Syniverse routes messages for 300 operators
Syniverse says its intercarrier messaging service processes over 740 billion messages each year for over 300 mobile operators worldwide. Though Syniverse likely isn't a familiar name to most cell phone users, the company plays a key role in ensuring that text messages get to their destination.
Syniverse's importance in SMS was highlighted in November 2019 when a server failure caused over 168,000 messages to be delivered nearly nine months late. The messages were in a queue and left undelivered when a server failed on February 14, 2019, and finally reached their recipients in November when the server was reactivated.
We asked AT&T, Verizon, and T-Mobile today whether the hacker had access to people's text messages, and we will update this article if we get any new information.

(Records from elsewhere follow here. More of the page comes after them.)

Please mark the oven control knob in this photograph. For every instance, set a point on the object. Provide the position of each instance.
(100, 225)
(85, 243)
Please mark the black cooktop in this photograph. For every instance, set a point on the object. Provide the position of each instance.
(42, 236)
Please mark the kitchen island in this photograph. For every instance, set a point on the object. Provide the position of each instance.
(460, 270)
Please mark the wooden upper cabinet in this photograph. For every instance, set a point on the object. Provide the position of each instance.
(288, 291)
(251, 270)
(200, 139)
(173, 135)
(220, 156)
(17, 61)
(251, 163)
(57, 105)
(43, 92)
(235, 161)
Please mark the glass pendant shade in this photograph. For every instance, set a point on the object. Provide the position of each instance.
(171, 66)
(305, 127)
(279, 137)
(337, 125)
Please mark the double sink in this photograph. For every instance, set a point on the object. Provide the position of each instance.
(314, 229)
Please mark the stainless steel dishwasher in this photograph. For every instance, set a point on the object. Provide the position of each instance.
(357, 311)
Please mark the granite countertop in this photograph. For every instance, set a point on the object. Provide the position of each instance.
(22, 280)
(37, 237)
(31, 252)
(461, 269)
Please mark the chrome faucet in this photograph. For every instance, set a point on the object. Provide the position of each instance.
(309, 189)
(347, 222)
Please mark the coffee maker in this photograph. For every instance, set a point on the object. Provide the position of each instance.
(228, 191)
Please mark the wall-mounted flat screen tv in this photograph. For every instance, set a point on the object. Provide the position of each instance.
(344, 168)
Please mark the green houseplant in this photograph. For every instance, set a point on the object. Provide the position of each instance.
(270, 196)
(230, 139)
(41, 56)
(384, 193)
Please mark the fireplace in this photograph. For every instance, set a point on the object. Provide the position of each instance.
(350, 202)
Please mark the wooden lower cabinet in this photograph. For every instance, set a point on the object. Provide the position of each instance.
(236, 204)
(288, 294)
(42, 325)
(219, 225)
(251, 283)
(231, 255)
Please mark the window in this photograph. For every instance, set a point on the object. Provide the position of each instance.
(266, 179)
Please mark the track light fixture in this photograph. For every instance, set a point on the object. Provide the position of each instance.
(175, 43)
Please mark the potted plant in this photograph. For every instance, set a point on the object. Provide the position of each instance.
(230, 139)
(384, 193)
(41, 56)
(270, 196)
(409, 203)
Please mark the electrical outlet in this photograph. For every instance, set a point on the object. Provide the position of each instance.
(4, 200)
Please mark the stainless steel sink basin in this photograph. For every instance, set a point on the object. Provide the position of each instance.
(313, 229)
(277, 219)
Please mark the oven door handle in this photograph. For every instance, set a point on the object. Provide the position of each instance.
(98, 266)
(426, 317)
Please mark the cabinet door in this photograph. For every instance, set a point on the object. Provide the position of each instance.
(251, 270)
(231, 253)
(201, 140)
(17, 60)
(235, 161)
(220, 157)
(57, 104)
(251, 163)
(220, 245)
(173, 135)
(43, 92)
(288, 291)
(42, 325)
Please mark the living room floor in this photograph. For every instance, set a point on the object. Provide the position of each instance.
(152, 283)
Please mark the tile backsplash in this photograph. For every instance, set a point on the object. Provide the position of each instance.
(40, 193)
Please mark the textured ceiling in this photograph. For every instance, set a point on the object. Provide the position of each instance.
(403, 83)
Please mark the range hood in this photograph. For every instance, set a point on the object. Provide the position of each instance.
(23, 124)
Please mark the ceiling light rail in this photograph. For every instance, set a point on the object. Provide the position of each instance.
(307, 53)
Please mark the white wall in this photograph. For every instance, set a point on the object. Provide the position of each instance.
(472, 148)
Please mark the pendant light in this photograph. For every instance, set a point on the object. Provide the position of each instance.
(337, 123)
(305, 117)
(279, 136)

Update: T-Mobile provided Ars a statement saying that it has "no indication" that text messages or other types of personal information were exposed. "We are aware of a security incident involving one of [our] third-party vendors, Syniverse. They provide reconciliation services for payments made between carriers. The breach impacted numerous carriers, including T-Mobile, however we have no indication that any personal information, call record details or text message content of T-Mobile customers were impacted. We will continue to investigate and work with Syniverse to close any vulnerabilities identified," T-Mobile said. . .
Syniverse's SEC filing was submitted on September 27 and discussed yesterday in an article in Vice's Motherboard section. According to Vice, a "former Syniverse employee who worked on the EDT systems" said those systems contain information on all types of call records. Vice also quoted an employee of a phone company who said that a hacker could have gained access to the contents of SMS text messages.
Vice wrote:
Syniverse repeatedly declined to answer specific questions from Motherboard about the scale of the breach and what specific data was affected, but according to a person who works at a telephone carrier, whoever hacked Syniverse could have had access to metadata such as length and cost, caller and receiver's numbers, the location of the parties in the call, as well as the content of SMS text messages.
"Syniverse is a common exchange hub for carriers around the world passing billing info back and forth to each other," the source, who asked to remain anonymous as they were not authorized to talk to the press, told Motherboard. "So it inevitably carries sensitive info like call records, data usage records, text messages, etc. [...] The thing is—I don't know exactly what was being exchanged in that environment. One would have to imagine though it easily could be customer records and [personal identifying information] given that Syniverse exchanges call records and other billing details between carriers."